Net neutrality is the idea, according to the Congressional Research Service, that Internet service providers should treat all data on the Internet equally. This means not discriminating or charging differently by user, content, website, platform, application, type of attached equipment, or method of communication. Arguments in favor center on control of data, maintaining digital rights and freedoms, and preserving Internet standards. Arguments against tend to focus on a lower level of investment, deterring competition, and higher costs.
Net neutrality is a hot topic in the U.S., and one that cuts across the bipartisan political system. In December 2017, the Federal Communications Commission (FCC) agreed to drop most network-neutrality rules (which were set during the Obama era). This also involved reclassifying ISPs, plus wired and wireless, as non-common carriers; and to had over most of the Internet policing functions to the Federal Trade Commission or Justice Department.
As an example the current rules prevent Internet service providers from interfering with internet traffic, such as by selecting which types of data get sent quickly, and which types are slowed down or blocked.

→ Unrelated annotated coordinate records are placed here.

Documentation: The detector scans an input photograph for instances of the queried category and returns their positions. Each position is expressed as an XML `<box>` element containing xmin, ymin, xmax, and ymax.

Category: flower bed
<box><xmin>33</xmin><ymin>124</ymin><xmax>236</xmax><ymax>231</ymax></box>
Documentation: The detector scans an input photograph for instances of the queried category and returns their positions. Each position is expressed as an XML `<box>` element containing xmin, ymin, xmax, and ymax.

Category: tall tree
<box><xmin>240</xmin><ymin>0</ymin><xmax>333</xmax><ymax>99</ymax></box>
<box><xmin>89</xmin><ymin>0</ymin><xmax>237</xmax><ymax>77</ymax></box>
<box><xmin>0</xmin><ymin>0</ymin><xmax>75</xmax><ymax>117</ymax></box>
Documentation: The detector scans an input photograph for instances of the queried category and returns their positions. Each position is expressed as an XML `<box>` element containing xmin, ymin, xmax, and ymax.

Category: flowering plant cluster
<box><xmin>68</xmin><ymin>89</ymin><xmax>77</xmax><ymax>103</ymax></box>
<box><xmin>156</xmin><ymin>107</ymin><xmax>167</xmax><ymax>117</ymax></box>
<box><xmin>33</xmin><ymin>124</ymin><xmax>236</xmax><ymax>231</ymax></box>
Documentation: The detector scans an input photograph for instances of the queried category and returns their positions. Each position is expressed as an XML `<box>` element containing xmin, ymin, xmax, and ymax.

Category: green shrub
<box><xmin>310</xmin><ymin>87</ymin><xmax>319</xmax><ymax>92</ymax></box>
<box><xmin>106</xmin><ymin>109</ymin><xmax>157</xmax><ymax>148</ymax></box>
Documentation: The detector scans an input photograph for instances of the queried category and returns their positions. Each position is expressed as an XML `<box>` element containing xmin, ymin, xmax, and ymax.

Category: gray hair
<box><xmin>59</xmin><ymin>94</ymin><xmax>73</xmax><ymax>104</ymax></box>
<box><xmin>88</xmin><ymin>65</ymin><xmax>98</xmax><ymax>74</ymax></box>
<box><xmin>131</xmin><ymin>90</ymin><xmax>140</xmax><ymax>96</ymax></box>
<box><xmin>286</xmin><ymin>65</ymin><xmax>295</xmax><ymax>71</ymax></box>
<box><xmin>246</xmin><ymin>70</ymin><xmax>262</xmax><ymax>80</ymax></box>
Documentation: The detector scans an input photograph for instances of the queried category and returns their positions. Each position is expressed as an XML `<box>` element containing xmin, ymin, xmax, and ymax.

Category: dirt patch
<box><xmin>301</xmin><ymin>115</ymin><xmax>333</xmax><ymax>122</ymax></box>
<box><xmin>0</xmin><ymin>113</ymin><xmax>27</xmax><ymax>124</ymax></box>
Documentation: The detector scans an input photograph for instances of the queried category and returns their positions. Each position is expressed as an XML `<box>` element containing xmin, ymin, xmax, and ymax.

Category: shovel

The shift is then position of the FCC came with President Donald Trump nominating Ajit Pai from his FCC board position to chairman of the agency, and with the FCC now dividing on a 3-2 Republican majority.
Those in favor of net neutrality have not quietly accepted the decision. In January 2018, fifty senators signed a legislative measure intended to override the FCC decision to deregulate the broadband industry. Then in March 2018, the Congressional Review Act paperwork was filed and this enabled the Senate to vote on the permanence of the new net neutrality rules proposed by the FCC. The vote was passed and a resolution approved to remove the FCC’s new rules on net neutrality. However, due to restrictions on legislative time, there was insufficient time to repeal the rules before the Open Internet Order officially expired.
This has led to activities taking place outside of the political sphere. The companies Free Press, Mozilla plus other challengers to the FCC’s rule to roll back network-neutrality rules have gone to court. The parties have until August 20 to file their briefs.